Try "get off the top of the refrigerator NOW" instead of "how many times have I told you that it is not safe?" Or a simple "pick it up" rather than a lecture entitled "I love a clean San Diego!"
Have you ever noticed that as parents' energy investment in a given task or situation gets larger, the child's gets smaller? If you're working harder at getting your child's chores done than she or he is, try a little exercise. Bite your tongue! Stop repeating yourself.
Communicate your message as succinctly and firmly as possible, then bite your tongue and silently count to twenty. If the child hasn't moved, gently assist him or her physically in the direction of the desired behavior. Then repeat your brief message a second time using the same words, voice tone and volume. Bite your tongue again, and count to twenty. If the child still isn't cooperating, move to an action step.
Time-out is a great intervention for many children. The child loses something they want - contact with other people and ordinary activities, while gaining something else -self-control. There are some helpful rules of thumb for time-out:
1. Time out should be done calmly and firmly, never in anger or frustration.
1. Length should be one minute for each year of a child's age
2. When the time is up, the child should be given an opportunity to come out of time-out and practice self-control
3. If the child achieves self control before the time-out is up, let him/her out early. They have risen to the challenge and it should be immediately acknowledged.
4. Time-out should not be more fun than the problem behavior that earned it! Playing with toys during a time out defeats the purpose, which is to allow the child a chance to focus on regaining self-control.

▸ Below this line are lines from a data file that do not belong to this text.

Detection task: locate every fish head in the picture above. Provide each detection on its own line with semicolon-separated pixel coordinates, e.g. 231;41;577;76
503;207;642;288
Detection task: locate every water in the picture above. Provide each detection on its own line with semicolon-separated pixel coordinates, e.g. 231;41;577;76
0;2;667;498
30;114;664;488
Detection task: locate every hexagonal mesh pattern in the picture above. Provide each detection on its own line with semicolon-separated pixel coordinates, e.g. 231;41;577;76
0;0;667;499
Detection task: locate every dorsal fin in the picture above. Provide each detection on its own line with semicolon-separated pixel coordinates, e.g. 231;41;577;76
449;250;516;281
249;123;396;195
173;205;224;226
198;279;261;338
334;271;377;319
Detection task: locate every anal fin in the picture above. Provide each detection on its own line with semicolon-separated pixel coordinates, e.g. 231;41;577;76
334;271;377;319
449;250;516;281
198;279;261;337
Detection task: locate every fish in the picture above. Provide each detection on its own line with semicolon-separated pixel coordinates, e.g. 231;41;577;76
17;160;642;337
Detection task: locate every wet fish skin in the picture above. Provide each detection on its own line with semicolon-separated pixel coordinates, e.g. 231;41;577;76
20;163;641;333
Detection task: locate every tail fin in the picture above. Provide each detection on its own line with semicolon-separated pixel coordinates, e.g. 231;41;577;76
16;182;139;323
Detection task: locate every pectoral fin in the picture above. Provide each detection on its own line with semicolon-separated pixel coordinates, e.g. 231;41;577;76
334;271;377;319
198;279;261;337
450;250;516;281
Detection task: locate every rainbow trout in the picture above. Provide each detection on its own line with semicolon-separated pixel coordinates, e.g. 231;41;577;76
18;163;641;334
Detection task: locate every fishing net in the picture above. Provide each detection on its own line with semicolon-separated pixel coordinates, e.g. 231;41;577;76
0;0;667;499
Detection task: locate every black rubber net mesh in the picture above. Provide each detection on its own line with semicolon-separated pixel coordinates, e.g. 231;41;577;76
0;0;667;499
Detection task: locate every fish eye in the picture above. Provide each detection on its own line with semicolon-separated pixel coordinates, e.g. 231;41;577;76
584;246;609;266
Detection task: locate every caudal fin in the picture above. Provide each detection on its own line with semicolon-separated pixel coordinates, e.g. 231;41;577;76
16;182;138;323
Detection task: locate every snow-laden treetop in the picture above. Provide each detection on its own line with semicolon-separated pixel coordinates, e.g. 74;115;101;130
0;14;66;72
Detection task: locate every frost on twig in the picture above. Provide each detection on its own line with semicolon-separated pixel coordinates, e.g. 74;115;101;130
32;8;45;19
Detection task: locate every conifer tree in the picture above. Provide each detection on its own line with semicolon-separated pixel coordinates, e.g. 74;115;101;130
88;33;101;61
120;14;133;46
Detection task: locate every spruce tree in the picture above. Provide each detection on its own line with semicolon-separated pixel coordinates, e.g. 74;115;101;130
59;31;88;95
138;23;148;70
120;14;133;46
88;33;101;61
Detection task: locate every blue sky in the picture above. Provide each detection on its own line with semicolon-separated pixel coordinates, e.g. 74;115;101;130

Withdrawal of privileges can also inspire a young person to be a good cooperator. But make sure you impose a loss that makes the child suffer more than the parent! Grounding a teen-ager for the rest of his or her life might prove too much to handle for mom or dad. Also, withdraw the privilege calmly and firmly – NO DRAMA!
Playing with toys and earning screen time are examples of privileges that can be temporarily withdrawn to motivate the child to be a better cooperator at home and a better citizen at school and with friends.
ABC is especially important during times of transition. Some transitions are natural and expected, like the birth of a new child. Regression and mixed feelings are to be expected.
Other transitions are unexpected and create a crisis, like divorce. If you are in transition, stop and think before you make decisions about parenting. You may inadvertently burden a child with adult concerns by saying too much or by being too punitive. Or you may withhold appropriate discipline because of guilt or fear. So talk problems over with a trusted adult before talking to your child when your family is going through a major change.
Listening is one of the most important skills of a good parent and it’s important to talk with your child after self-control is regained, whatever intervention you use.
Ask the child to tell you their understanding of what was negative about the behavior. Support attempts at honest communication, and keep it brief. Take your cues from the child for the end of the conversation. Then take action again - a hug would probably be just right.